The Supreme Court on Thursday expressed concern over abusive and derogatory comments on social media and agreed with the contention of two senior advocates that people doing so should face the consequences.
The court also hit back at those alleging that judges were increasingly becoming “pro-government”. It said such accusations were unfortunate and people should come and sit in courtrooms to see how courts “hauled up” the government to protect the rights of citizens.
The court was hearing a plea seeking its direction to restrain ministers and those holding public offices from expressing their views in criminal cases which might affect the probe.
The issue came up after Samajwadi Party leader Azam Khan termed the Bulandshahr gang rape last year as “an outcome of political conspiracy”+ . A petition was filed against him in the apex court by the survivor’s family following his remarks.
The court referred the matter to a constitution bench and said the larger bench would be at liberty to frame questions for adjudication, including the issue of social media.
Emphasising the need to regulate social media to restrain people from posting objectionable and abusive posts, senior advocates Fali Nariman and Harish Salve, who are assisting the court as amicus curiae, narrated their own ugly experiences with trolls to a bench of Chief Justice Dipak Misra and Justices A M Khanwilkar and D Y Chandrachud.
Salve said, “People have to be made accountable. Tweets are posted on a public platform. It is so abusive that I had to close my Twitter account. Consequences must follow for people misusing it.” He said even government functionaries were using the medium and saying that it was their personal view. Some regulation was urgently required, he added.
Supporting Salve’s stand, Nariman said, “It (social media) is horrible and nobody bothers about it. Some principle has to be evolved.”

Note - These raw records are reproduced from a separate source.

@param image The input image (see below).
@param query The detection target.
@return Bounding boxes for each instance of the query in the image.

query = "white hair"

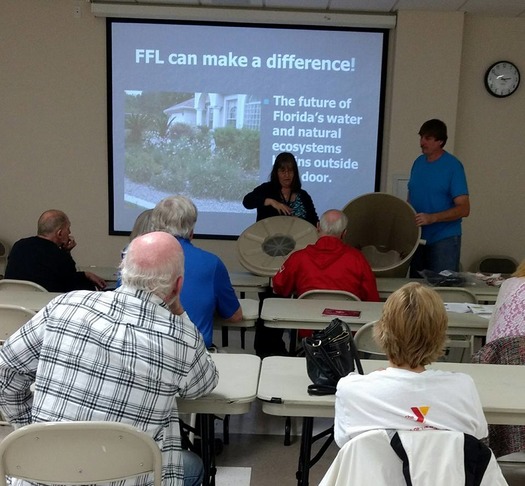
[319,209,348,236]
[151,196,197,240]
[120,235,184,299]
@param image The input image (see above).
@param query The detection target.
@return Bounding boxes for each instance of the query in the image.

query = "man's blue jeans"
[182,449,204,486]
[410,236,461,278]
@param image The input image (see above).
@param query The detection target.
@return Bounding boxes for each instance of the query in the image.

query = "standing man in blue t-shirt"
[408,119,470,278]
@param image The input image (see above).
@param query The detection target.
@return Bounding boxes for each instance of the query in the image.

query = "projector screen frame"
[106,16,391,240]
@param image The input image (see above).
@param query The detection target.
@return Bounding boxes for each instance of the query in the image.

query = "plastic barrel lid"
[237,216,317,277]
[343,192,421,277]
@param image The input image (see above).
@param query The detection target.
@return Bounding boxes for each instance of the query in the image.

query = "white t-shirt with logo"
[334,368,488,447]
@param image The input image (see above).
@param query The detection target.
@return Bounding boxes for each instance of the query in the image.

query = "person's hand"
[62,235,77,251]
[264,198,292,216]
[168,296,184,316]
[84,272,107,290]
[416,213,436,226]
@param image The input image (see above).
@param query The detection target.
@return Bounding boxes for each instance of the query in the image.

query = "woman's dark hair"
[270,152,301,192]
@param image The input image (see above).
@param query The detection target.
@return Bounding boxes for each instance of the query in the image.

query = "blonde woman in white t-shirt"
[334,283,488,447]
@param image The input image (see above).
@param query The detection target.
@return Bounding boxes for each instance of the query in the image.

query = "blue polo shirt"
[408,152,468,244]
[177,238,240,347]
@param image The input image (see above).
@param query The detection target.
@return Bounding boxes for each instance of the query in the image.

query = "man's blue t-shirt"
[408,152,468,244]
[177,238,240,347]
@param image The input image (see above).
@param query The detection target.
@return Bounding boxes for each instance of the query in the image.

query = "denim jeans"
[182,449,204,486]
[410,236,461,278]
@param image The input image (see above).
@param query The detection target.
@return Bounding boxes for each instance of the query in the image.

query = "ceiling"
[91,0,525,17]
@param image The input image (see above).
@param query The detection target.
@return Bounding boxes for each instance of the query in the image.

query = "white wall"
[0,0,525,270]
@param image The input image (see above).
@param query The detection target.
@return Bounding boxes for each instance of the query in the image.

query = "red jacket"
[273,236,379,302]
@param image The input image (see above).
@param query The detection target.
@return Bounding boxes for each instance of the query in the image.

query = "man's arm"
[272,253,297,297]
[226,306,243,322]
[0,311,44,426]
[179,314,219,398]
[416,195,470,226]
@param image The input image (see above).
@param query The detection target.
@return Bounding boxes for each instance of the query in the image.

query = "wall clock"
[485,61,520,98]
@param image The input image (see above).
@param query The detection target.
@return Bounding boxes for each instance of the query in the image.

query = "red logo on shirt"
[410,407,430,423]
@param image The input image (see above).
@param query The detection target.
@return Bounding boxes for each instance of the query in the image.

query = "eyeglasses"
[277,167,294,174]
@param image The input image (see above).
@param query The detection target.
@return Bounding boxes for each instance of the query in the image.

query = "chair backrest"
[472,336,525,457]
[0,278,47,292]
[432,287,478,304]
[0,422,162,486]
[297,289,361,300]
[0,304,36,345]
[0,240,9,258]
[477,255,518,274]
[319,430,507,486]
[354,321,386,359]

Justice Chandrachud, who perhaps follows social media, expressed concern over the untamed online space and said wrong information pertaining to even court proceedings were posted and circulated.
He referred to a recent case where the court’s observations were circulated on social media as if they were part of the verdict and people started attacking the SC. “We were discussing the case during the proceedings but people took it as if it was a judgment and went on attacking the Supreme Court,” he said.

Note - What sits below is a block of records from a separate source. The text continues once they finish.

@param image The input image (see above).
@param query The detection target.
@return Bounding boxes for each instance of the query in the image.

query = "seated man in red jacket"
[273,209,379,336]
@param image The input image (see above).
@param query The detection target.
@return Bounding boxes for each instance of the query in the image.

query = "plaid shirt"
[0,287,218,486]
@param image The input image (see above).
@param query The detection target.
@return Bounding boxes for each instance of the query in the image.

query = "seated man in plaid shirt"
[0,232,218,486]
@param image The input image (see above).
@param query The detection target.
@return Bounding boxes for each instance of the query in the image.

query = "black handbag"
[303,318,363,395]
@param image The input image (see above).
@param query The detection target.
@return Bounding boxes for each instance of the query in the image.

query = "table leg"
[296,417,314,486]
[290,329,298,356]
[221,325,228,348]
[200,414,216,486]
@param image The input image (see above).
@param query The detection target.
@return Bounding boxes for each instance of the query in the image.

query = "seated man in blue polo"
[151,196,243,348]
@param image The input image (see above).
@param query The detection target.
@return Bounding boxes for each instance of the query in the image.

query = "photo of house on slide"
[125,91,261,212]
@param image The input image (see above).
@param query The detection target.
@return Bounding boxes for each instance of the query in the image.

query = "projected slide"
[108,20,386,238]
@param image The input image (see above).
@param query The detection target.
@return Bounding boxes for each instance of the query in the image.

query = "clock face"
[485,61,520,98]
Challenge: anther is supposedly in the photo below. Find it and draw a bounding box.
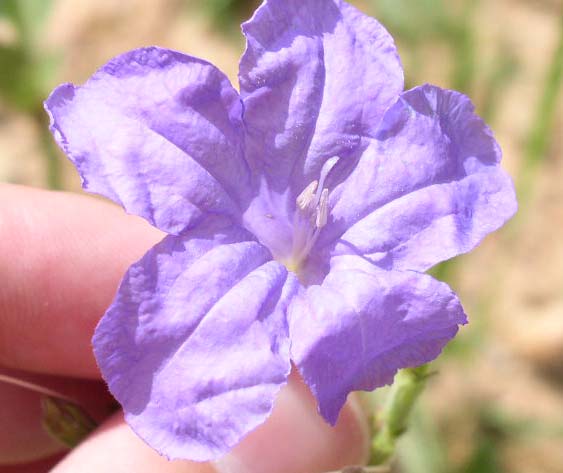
[315,189,328,228]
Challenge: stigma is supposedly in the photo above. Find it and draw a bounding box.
[285,156,339,273]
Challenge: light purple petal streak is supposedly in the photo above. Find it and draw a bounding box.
[45,47,248,233]
[45,0,517,461]
[93,218,297,461]
[289,256,466,424]
[239,0,403,253]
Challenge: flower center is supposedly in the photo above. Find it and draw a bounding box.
[285,156,339,273]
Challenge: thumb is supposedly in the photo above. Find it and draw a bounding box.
[53,376,368,473]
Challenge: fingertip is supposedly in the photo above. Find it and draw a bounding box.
[52,412,216,473]
[215,375,369,473]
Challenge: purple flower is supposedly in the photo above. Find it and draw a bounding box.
[46,0,516,460]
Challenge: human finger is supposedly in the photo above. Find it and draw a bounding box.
[53,378,368,473]
[0,184,162,377]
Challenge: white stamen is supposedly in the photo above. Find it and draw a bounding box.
[295,181,318,212]
[315,189,328,228]
[288,156,340,271]
[316,156,340,204]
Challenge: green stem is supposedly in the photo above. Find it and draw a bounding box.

Justice Chandrachud also recalled that Nariman was viciously attacked on social media after appearing for Rohingya migrants. “I was shocked to see the kind of comments made against him. People feel free to say anything. It is shocking,” he said.

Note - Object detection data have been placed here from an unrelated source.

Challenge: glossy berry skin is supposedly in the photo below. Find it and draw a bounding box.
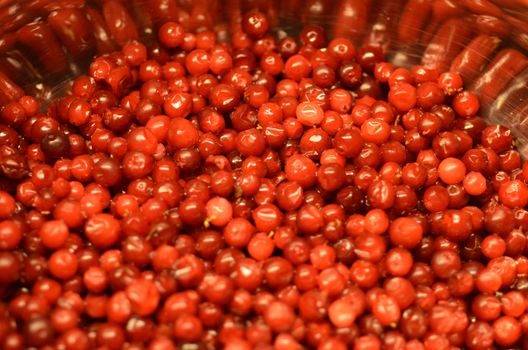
[0,8,528,350]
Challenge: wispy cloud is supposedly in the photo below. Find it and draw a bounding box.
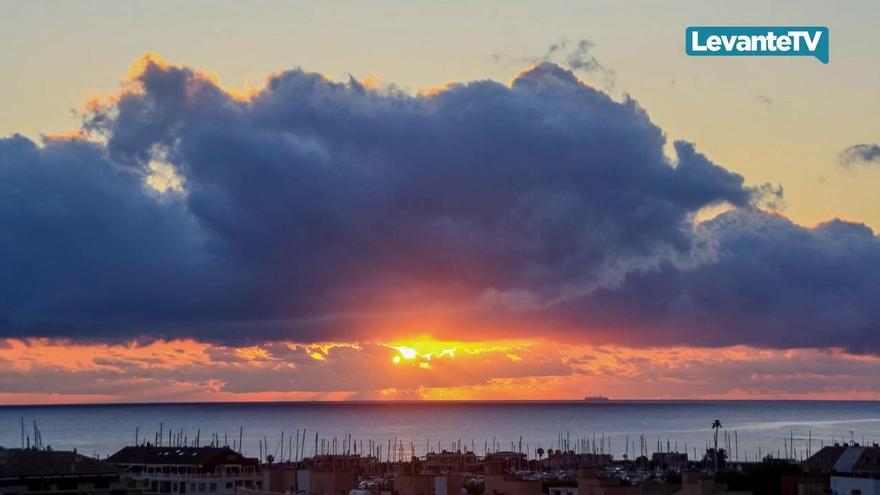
[838,143,880,167]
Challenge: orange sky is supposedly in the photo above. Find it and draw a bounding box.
[0,337,880,404]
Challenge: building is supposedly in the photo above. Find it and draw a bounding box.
[540,452,613,470]
[394,473,462,495]
[651,452,688,471]
[831,444,880,495]
[107,445,263,495]
[483,462,543,495]
[425,450,479,473]
[577,468,641,495]
[673,471,752,495]
[0,448,131,495]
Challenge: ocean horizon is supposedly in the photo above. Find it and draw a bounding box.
[0,399,880,462]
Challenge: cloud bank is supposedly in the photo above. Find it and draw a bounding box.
[840,143,880,167]
[0,57,880,352]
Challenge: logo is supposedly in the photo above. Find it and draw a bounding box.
[684,26,828,64]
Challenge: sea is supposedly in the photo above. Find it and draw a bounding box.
[0,400,880,462]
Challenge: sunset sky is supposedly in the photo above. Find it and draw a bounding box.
[0,1,880,404]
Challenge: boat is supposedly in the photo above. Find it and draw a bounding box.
[584,395,611,402]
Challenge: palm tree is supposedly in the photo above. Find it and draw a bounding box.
[712,419,721,473]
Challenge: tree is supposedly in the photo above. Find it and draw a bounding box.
[712,419,721,473]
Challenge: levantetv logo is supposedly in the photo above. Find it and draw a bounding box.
[684,26,828,64]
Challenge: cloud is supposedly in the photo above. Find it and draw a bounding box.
[755,95,773,107]
[0,54,880,349]
[839,144,880,167]
[6,340,880,403]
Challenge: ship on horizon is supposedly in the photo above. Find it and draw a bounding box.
[584,395,611,402]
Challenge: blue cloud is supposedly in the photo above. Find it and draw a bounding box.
[0,57,880,352]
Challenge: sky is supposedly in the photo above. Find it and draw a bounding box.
[0,1,880,404]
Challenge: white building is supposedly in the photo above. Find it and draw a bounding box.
[107,445,263,495]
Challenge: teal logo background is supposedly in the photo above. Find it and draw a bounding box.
[684,26,828,64]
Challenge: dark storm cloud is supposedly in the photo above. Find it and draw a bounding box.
[567,210,880,353]
[840,144,880,166]
[0,57,880,352]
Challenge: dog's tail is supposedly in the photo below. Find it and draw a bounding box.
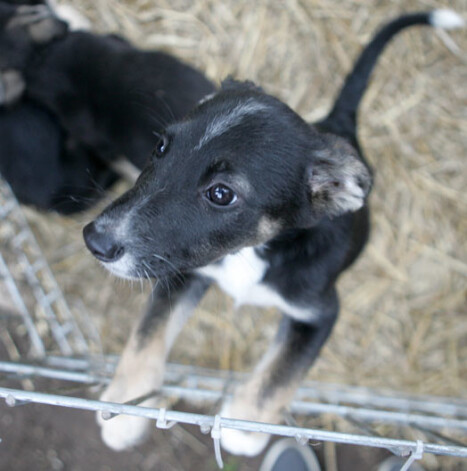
[317,9,464,141]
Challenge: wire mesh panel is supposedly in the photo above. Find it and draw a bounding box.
[0,175,467,469]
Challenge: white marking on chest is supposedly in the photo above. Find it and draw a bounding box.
[198,247,311,320]
[199,247,268,305]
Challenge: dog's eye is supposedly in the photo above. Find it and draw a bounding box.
[206,183,237,206]
[152,134,170,157]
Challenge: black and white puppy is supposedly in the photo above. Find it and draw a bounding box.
[0,2,214,213]
[0,1,110,214]
[84,10,462,455]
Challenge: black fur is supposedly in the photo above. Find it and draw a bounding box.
[0,2,214,213]
[84,10,456,449]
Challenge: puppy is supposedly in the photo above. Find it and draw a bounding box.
[0,2,214,213]
[84,10,462,455]
[0,100,117,214]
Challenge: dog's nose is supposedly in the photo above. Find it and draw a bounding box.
[83,222,125,262]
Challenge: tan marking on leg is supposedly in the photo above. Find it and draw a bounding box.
[97,302,192,451]
[220,342,301,456]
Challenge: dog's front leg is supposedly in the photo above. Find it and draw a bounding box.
[97,275,209,451]
[220,295,337,456]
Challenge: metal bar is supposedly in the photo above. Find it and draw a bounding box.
[0,254,45,356]
[0,176,89,354]
[42,356,467,418]
[0,362,467,436]
[0,388,467,458]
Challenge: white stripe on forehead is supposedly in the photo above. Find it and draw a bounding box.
[195,98,268,150]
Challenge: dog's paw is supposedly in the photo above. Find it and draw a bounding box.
[220,404,270,456]
[96,379,157,451]
[97,412,151,451]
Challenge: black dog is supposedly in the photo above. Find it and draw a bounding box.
[84,10,462,455]
[0,2,214,213]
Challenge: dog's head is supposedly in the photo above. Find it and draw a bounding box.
[84,81,370,278]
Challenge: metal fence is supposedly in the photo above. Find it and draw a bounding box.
[0,175,467,470]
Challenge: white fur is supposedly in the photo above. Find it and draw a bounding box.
[198,247,313,320]
[430,8,465,29]
[195,99,267,150]
[101,253,135,280]
[48,0,91,31]
[220,404,270,456]
[97,412,151,451]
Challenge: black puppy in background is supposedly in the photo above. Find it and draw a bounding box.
[84,10,462,455]
[0,2,214,213]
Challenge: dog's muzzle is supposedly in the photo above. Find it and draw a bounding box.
[83,222,125,263]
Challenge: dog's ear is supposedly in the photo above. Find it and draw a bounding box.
[221,76,264,93]
[306,135,371,220]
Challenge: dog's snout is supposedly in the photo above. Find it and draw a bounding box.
[83,222,125,262]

Nariman said it was better to stay away from social media. “I am in a reasonably happy state because I don’t have a Twitter account,” he said.
The bench added that a person’s reputation was linked to his fundamental right which must be respected by others.
On some people alleging that judges had a “pro-government bias”, the bench said it was hardly the case.
Without naming anyone, the bench pointed to a statement on TV by a senior advocate alleging that “nowadays, judges had become pro-government in their approach”.
“A former president of a bar association went on television saying that present day judges are pro-government. People should come and sit in courtrooms to see how the government is hauled up by courts in favour of citizen’s rights,” Justice Chandrachud said.
The court’s remarks assume significance as the SC has been facing criticism for its decision to transfer Justice Jayant Patel from Karnataka High Court to Allahabad HC, leading to the judge’s resignation.
A controversy got attached to the resignation as Justice Patel had ordered a CBI probe into the Ishrat Jahan “fake encounter” case when he was a judge in Gujarat HC. Lawyers, including former Supreme Court Bar Association president Dushyant Dave, had criticised the decision.